2050 yılına kadar küresel sıcaklık artışının dünya ekonomisinde yüzde 19’luk bir gelir kaybına neden olacağı ve bu durumun yıllık 38 trilyon dolarlık bir ekonomik zarara denk geldiği belirlendi. Potsdam İklim Etkileri Araştırma Enstitüsü’nde görevli bilim insanları, dünya genelinde 1600’den fazla bölgeden elde edilen verileri kullanarak değişen iklim koşullarının ekonomik büyüme üzerindeki etkilerini değerlendirdi. Yapılan araştırmaya göre, karbon emisyonlarının azaltılması durumunda bile, küresel sıcaklık artışı nedeniyle 2050 yılına kadar yüzde 19’luk bir gelir kaybı yaşanabilir. Bu zararın, iklim değişikliğini sınırlamak için gereken maliyetin altı katı olduğu belirlendi. Küresel sıcaklık artışının dünya ekonomisine yıllık 38 trilyon dolarlık zarara yol açabileceği tahmin edilirken, 2050’ye kadar bu rakamın yıllık 19-59 trilyon dolar arasında olabileceği öngörüldü.

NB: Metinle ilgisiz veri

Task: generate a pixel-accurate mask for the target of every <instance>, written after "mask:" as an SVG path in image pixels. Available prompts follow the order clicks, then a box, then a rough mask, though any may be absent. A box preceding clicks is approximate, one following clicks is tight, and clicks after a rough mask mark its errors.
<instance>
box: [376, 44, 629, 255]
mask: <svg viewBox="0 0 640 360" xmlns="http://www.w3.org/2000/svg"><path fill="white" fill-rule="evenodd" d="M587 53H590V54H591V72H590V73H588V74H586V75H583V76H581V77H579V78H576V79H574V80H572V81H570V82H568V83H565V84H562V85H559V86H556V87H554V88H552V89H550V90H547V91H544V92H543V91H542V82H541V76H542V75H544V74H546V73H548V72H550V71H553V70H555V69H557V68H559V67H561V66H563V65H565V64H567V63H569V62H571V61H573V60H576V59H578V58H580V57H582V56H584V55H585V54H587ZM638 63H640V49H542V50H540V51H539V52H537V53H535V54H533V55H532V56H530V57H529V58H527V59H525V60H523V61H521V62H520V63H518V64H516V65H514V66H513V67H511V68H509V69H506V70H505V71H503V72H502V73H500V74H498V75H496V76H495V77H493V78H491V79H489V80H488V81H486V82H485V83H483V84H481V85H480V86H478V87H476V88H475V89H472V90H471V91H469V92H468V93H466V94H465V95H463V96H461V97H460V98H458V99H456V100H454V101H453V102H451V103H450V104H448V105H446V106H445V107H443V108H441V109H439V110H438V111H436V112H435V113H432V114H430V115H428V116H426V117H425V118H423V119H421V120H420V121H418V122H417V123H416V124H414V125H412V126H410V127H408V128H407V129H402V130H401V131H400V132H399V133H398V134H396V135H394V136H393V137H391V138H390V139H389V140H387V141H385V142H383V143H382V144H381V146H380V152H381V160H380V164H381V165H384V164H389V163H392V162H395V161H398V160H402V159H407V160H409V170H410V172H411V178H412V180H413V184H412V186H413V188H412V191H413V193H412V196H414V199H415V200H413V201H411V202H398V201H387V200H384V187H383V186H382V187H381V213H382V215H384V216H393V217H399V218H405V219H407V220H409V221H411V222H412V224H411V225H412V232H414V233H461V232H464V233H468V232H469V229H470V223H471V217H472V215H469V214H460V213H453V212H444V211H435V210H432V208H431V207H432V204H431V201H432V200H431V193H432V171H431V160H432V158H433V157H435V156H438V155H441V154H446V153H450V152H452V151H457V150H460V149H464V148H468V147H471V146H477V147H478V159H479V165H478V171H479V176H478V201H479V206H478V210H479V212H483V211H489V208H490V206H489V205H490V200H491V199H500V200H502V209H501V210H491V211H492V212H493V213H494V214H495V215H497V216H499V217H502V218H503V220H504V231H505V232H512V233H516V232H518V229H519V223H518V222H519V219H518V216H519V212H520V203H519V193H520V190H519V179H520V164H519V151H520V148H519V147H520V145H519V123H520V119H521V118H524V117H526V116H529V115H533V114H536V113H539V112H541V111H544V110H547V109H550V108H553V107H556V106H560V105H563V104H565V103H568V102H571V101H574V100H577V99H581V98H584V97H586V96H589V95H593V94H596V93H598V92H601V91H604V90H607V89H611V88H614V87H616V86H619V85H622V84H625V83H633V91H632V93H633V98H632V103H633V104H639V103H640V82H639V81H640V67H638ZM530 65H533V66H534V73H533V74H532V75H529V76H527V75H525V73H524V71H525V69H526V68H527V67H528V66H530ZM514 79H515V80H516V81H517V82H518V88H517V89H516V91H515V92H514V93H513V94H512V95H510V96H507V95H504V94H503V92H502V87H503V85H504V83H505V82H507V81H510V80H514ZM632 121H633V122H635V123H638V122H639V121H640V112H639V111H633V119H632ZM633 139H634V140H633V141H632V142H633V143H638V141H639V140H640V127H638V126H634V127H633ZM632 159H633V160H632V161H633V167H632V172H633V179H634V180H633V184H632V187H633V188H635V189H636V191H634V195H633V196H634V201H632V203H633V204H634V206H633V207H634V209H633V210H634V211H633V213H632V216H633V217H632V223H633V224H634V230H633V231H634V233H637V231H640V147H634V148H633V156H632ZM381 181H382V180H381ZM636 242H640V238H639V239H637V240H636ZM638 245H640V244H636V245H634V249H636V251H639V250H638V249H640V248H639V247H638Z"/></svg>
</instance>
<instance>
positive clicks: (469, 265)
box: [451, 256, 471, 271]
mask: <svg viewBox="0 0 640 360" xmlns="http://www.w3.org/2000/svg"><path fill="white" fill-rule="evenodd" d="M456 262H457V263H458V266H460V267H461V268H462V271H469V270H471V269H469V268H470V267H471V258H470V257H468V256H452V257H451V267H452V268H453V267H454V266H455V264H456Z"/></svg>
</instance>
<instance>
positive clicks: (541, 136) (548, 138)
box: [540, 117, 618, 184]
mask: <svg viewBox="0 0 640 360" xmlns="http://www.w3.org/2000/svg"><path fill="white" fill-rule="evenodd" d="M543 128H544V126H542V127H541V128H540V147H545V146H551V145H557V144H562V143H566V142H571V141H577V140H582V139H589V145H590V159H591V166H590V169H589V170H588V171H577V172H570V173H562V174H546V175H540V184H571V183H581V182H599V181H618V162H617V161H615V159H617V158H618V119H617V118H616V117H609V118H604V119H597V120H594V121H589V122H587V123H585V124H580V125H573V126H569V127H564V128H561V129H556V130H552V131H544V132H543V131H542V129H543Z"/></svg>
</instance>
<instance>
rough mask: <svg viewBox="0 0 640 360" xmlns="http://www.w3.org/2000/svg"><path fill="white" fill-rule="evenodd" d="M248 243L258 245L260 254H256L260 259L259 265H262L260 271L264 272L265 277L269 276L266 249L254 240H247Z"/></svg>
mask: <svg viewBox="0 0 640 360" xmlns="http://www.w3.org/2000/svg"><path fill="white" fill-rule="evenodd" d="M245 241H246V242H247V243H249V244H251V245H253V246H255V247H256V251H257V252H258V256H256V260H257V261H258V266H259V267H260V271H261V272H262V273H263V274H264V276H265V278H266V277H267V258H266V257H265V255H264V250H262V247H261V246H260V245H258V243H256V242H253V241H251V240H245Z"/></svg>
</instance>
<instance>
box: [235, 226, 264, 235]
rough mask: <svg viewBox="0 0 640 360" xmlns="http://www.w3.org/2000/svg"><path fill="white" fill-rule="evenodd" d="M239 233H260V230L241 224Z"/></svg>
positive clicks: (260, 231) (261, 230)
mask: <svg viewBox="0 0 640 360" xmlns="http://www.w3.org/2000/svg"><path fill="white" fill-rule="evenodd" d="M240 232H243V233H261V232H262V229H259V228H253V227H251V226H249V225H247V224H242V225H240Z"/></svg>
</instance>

Araştırmaya göre, ABD ve AB gibi gelişmiş ülkelerin yanı sıra Güney Asya ve Afrika gibi bölgelerde ciddi ekonomik kayıplar yaşanması bekleniyor. Araştırmanın baş yazarı Maximilian Kotz, iklim değişikliğinin tarımsal verim, iş gücü verimliliği ve altyapı gibi unsurlar üzerindeki etkileri nedeniyle bu bölgelerin en fazla etkileneceğini belirtti. Çalışmayı yöneten Leonie Wenz ise iklim değişikliğinin gelecek 26 yıl içinde tüm ülkelerde büyük ekonomik zararlara yol açacağının altını çizdi. Emisyonların azaltılması gerektiğini vurgulayan Wenz, aksi takdirde ekonomik kayıpların 2100 yılına kadar küresel ortalamada yüzde 60’a varabileceğini ifade etti.
Potsdam Enstitüsü Karmaşıklık Bilimi Araştırma Departmanı’ndan Anders Levermann ise iklim değişikliğinin etkilerinin adaletsiz olduğunu söyledi. Tropik bölgelerdeki ülkelerin, zaten sıcak olmaları nedeniyle ekonomik kayıpların en fazlasını yaşayacaklarını belirten Levermann, iklim değişikliğinden en az sorumlu olan ülkelerin en fazla zarar göreceğini ifade etti. Yenilenebilir enerji sistemlerine geçişin önemine değinen Levermann, petrol, gaz ve kömür yakıtlarının bırakılması halinde gezegenin sıcaklığının dengelenebileceğini belirtti. Sonuç olarak, iklim değişikliğinin ekonomik ve sosyal boyutlarının göz ardı edilmemesi gerektiği ve yenilenebilir enerji kaynaklarına yönelik stratejik değişikliklerin yapılması gerektiği vurgulandı.